On Thu, Jul 11, 2013 at 12:35:36PM +0100, Peter Robinson wrote:
On Thu, Jul 11, 2013 at 12:00 PM, Josh Boyer
<jwboyer(a)gmail.com> wrote:
> On Thu, Jul 11, 2013 at 6:25 AM, Jaroslav Reznik <jreznik(a)redhat.com> wrote:
>>
>> Speaking about hardware - and that's more a question for Spot - could
>> be possible to organize another round of HW give away as we did with
>> Raspberries? With a different HW, that's supported in Fedora and it
>> seems like there are pretty cheap options either. With some metrics,
>> like commits/packages/packages that need significant effort to make
>> it working on ARM...
>
> The sentiment is nice, but I don't think that last hardware give away
> went all that well. Also, to get something competent is going to cost
> money. I have no idea what the Fedora budget looks like, but frankly
> I'd rather use money on something more beneficial than buying hardware
> for a bunch of people that aren't already working on ARM. It will
> likely have a shiny factor of about 1 week, and then it will sit on
> their desk collecting dust.
I agree, not sure what the contribution to the RPi stuff was like but
for the XOs that were given away I'm not aware of a single
contribution to any of the Fedora/OLPC/Sugar projects as a result of
it.
IMHO it is also not that easy to get something going with ARM on Fedora.

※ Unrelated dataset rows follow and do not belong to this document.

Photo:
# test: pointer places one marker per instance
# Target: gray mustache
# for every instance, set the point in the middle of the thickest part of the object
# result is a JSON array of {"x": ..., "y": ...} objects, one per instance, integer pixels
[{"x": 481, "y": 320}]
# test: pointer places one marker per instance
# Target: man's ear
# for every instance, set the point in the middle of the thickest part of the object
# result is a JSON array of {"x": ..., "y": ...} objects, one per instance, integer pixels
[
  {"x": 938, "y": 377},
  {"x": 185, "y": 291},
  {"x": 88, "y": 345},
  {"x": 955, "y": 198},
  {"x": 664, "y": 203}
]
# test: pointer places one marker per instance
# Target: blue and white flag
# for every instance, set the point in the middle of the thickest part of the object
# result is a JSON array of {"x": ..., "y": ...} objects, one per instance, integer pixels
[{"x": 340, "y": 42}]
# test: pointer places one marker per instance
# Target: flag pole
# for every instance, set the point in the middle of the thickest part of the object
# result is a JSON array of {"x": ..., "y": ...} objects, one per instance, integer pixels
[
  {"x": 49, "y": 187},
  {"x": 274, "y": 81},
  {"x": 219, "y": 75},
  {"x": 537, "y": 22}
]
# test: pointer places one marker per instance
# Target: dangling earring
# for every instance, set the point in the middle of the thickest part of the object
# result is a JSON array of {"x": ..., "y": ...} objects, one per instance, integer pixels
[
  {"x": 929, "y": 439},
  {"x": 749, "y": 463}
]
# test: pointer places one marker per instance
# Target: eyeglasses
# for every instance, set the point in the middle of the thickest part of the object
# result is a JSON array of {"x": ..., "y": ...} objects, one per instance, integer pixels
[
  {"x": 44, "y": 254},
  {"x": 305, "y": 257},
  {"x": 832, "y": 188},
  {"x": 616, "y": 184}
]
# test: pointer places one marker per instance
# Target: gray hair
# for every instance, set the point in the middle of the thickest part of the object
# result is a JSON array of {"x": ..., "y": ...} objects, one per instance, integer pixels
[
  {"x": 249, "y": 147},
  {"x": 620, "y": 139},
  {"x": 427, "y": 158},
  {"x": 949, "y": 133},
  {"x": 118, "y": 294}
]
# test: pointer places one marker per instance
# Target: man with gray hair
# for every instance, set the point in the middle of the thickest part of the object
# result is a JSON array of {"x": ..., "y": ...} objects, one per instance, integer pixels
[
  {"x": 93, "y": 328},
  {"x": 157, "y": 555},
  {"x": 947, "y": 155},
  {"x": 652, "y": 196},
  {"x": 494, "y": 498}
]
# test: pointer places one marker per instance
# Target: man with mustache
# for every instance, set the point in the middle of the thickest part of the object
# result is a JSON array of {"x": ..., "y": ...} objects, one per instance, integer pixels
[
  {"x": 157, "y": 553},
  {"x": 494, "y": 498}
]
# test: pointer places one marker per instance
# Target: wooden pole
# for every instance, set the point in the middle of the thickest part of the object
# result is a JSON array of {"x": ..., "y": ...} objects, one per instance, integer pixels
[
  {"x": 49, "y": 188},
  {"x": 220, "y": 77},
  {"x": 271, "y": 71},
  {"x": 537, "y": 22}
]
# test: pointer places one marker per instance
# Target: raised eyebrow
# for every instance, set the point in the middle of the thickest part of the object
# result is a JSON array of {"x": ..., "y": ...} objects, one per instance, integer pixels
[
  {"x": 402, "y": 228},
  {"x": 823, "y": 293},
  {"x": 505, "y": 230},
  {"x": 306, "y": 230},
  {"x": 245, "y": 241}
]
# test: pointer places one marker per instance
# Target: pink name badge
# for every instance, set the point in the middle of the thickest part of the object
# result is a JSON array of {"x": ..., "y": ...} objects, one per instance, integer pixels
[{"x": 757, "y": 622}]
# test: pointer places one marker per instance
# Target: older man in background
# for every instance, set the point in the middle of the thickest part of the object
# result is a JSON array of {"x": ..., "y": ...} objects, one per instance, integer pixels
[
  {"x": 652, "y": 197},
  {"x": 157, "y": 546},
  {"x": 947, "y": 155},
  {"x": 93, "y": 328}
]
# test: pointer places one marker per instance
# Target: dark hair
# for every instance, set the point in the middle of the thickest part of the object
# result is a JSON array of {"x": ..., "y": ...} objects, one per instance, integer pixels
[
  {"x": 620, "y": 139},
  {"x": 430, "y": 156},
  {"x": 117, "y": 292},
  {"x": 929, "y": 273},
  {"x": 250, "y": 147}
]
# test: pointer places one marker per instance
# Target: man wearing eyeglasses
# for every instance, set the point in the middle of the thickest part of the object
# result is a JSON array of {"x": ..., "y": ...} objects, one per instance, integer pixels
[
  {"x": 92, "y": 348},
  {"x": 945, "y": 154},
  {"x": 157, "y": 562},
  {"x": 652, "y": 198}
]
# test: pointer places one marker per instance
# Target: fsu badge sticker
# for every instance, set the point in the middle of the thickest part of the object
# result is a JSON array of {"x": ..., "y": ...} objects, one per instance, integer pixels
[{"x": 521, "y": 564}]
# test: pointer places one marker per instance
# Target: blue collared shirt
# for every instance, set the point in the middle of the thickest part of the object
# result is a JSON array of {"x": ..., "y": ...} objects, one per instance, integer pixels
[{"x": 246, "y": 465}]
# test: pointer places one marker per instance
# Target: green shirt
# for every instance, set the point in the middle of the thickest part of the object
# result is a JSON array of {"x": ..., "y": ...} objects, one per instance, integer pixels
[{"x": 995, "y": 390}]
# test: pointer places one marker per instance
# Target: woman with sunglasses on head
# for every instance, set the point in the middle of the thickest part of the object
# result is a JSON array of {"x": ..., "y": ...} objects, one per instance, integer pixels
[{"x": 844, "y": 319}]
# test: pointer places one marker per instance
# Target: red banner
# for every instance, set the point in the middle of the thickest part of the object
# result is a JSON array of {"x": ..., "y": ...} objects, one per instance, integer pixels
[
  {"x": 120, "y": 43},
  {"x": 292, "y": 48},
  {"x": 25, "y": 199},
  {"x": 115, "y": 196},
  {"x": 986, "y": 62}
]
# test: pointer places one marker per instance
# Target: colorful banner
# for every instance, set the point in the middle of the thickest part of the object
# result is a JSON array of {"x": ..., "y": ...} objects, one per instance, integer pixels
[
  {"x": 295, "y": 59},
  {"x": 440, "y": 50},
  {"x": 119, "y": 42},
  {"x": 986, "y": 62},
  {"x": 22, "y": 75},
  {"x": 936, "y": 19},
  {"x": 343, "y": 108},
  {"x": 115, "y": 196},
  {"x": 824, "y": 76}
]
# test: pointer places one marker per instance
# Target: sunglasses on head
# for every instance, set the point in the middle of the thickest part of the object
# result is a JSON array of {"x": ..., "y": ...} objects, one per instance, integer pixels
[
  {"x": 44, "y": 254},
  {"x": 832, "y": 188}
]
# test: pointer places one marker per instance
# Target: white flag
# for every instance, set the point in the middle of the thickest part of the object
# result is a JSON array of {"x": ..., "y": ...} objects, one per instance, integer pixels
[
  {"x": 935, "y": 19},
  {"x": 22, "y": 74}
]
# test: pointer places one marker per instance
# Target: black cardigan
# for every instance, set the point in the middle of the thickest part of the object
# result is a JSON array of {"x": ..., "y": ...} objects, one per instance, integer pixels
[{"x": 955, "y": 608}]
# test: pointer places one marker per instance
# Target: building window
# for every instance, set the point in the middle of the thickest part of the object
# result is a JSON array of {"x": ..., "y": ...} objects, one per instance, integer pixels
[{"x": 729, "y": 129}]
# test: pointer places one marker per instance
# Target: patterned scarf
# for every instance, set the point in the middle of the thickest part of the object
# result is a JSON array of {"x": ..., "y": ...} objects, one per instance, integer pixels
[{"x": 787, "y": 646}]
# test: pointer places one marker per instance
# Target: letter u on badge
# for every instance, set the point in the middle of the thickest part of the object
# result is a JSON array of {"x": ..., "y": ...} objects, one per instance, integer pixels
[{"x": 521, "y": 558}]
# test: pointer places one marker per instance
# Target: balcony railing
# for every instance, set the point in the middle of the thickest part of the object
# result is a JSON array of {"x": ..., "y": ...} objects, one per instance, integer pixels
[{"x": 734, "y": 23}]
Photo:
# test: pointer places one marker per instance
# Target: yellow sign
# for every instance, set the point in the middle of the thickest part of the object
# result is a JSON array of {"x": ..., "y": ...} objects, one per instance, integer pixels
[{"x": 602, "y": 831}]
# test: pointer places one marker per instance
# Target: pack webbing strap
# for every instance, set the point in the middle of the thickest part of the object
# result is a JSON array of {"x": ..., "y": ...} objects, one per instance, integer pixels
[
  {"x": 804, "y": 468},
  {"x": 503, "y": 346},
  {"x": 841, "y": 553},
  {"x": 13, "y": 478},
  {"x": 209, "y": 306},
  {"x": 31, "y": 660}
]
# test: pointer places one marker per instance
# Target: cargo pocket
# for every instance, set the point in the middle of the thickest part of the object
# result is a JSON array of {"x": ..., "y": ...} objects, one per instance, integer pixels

For example I bought a Sheeva-ARM devices to get upstream release
monitoring running on it . But even when I got it installed,
the device crashed with a kernel soft lockup. Now the devices are no
longer supported. I got a RPi (from the hardware summer of fun) with the
same intent, but until today it is not properly supported and won't. In
the meantime I bought a Cubieboard, no luck here as well. Since the
Cubieboard remix even requires HDMI output and does not work headless, I
did not try it because if missing HDMI hardware. Also all the Fedora ARM
efforts usually require to dd some images instead of just allowing to
run a textmode anaconda via serial or some other installer, which just
feels quirky.
So now I gave up and bought a x86_64 microserver, which will then do the
release monitoring among other things.